Google rolls out new Maps features to aid the post-lockdown commute
The tools aim to make travel safer for those returning to the office
Google has announced the launch of new Maps features that will help users navigate the complicated routes of post-lockdown cities.
The tools, which include COVID-19 transit alerts, coronavirus checkpoint notifications, and reminders for users to “verify eligibility and facility guidelines” when navigating to medical facilities or COVID-19 testing centres, aim to help people get back to commuting and travelling while respecting social distancing measures.
Transit alerts, which is the only feature that will be launching in the UK initially, will use information supplied by local transport agencies to warn users of any regulations impacting their journey.
In a blog post announcing the new features, Google Maps product management director Ramesh Nagarajan wrote that “these alerts can help you prepare accordingly if government mandates impact transit services or require you to wear a mask on public transportation”.
As well as the UK, the transit alerts will also be rolled out in Argentina, Australia, Belgium, Brazil, Colombia, France, India, Mexico, Netherlands, Spain, Thailand, and the US, with “more coming soon”.
Google has also repurposed its crowdedness predictions for public transit, which were launched last year, to better suit the realities of the pandemic.

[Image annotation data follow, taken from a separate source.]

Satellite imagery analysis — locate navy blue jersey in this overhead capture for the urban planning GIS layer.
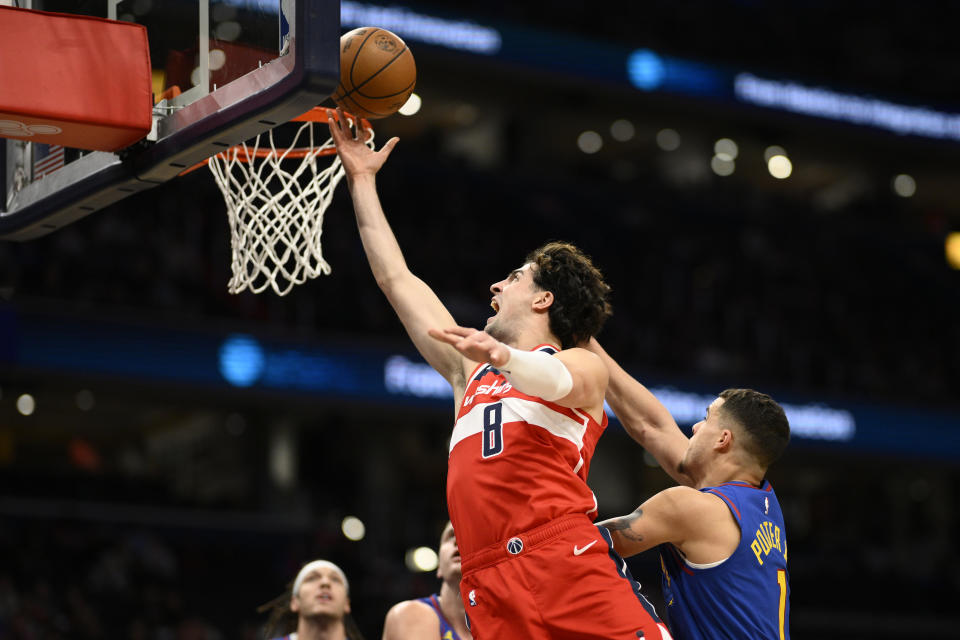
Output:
[660,482,790,640]
[417,594,460,640]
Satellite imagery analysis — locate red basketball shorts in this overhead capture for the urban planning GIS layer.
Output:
[460,515,670,640]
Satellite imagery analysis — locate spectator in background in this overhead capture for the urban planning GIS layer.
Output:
[383,522,473,640]
[260,560,363,640]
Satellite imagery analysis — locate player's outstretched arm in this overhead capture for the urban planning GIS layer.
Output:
[587,338,693,486]
[327,109,470,395]
[430,326,607,411]
[598,487,740,564]
[382,600,440,640]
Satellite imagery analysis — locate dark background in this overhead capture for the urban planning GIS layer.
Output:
[0,0,960,638]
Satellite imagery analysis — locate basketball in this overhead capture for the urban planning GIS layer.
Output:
[333,27,417,120]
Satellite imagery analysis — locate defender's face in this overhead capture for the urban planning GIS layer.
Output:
[290,567,350,619]
[680,398,723,477]
[486,262,536,337]
[437,522,462,584]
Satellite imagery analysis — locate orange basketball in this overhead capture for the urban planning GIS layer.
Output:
[333,27,417,120]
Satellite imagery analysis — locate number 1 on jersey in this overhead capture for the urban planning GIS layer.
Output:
[777,569,787,640]
[483,402,503,458]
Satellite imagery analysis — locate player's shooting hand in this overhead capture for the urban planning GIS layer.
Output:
[428,327,510,367]
[327,107,400,179]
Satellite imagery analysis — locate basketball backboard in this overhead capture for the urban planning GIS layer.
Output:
[0,0,340,240]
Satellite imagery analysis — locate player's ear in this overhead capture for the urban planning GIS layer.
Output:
[713,429,733,453]
[533,291,553,311]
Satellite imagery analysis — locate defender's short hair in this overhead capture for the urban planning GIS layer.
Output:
[720,389,790,469]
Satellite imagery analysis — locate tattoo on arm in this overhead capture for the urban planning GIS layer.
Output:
[607,507,643,542]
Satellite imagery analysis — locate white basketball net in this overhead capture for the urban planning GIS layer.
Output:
[208,121,374,296]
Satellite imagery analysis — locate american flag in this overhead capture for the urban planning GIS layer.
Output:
[33,144,63,180]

The update will provide simplified feedback about busy routes to better reflect the possibility of not complying with social distancing rules, which require people to keep at least six feet away from each other. The measure is especially difficult to implement and follow in crowded public transport vehicles and might be dangerous to commuters’ health.
“Starting today, you can easily see the times when a transit station is historically more or less busy to plan your trip accordingly or you can look at live data showing how busy it is right now compared to its usual level of activity,” explained Nagarajan.

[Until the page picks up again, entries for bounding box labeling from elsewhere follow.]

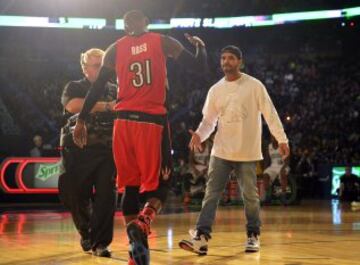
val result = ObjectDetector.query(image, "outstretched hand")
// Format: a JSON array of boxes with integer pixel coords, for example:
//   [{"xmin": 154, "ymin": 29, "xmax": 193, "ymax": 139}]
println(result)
[
  {"xmin": 184, "ymin": 33, "xmax": 205, "ymax": 47},
  {"xmin": 279, "ymin": 143, "xmax": 290, "ymax": 160},
  {"xmin": 189, "ymin": 130, "xmax": 203, "ymax": 152},
  {"xmin": 73, "ymin": 120, "xmax": 87, "ymax": 148}
]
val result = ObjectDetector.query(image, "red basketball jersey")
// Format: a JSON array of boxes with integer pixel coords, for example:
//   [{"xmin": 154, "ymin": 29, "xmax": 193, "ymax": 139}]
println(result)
[{"xmin": 115, "ymin": 32, "xmax": 166, "ymax": 114}]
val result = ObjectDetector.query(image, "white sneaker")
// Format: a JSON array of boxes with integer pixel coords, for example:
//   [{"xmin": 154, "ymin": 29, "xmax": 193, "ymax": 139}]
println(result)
[
  {"xmin": 245, "ymin": 235, "xmax": 260, "ymax": 252},
  {"xmin": 179, "ymin": 229, "xmax": 208, "ymax": 256}
]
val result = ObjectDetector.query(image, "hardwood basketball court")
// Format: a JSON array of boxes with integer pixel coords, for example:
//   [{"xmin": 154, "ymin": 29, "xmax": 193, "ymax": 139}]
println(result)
[{"xmin": 0, "ymin": 201, "xmax": 360, "ymax": 265}]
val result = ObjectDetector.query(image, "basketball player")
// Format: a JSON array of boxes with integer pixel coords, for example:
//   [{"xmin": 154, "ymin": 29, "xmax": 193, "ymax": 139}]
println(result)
[
  {"xmin": 263, "ymin": 135, "xmax": 290, "ymax": 193},
  {"xmin": 179, "ymin": 45, "xmax": 290, "ymax": 255},
  {"xmin": 74, "ymin": 10, "xmax": 206, "ymax": 265}
]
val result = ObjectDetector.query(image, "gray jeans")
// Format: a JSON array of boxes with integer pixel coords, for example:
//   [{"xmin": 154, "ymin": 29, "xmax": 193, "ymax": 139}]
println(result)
[{"xmin": 196, "ymin": 156, "xmax": 261, "ymax": 235}]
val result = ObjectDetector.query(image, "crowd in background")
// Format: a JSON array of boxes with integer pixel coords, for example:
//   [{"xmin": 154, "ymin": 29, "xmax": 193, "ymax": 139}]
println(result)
[{"xmin": 0, "ymin": 21, "xmax": 360, "ymax": 197}]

“Simply search for a station in Google Maps or tap on the station on the map to see the departure board and busyness data, where available. Rolling out over the next several weeks, these capabilities are powered by aggregated and anonymized data from users who have opted into Google Location History, a Google account-level setting that is off by default.
"To protect privacy, these insights are only surfaced when we have sufficient data to meet privacy thresholds.”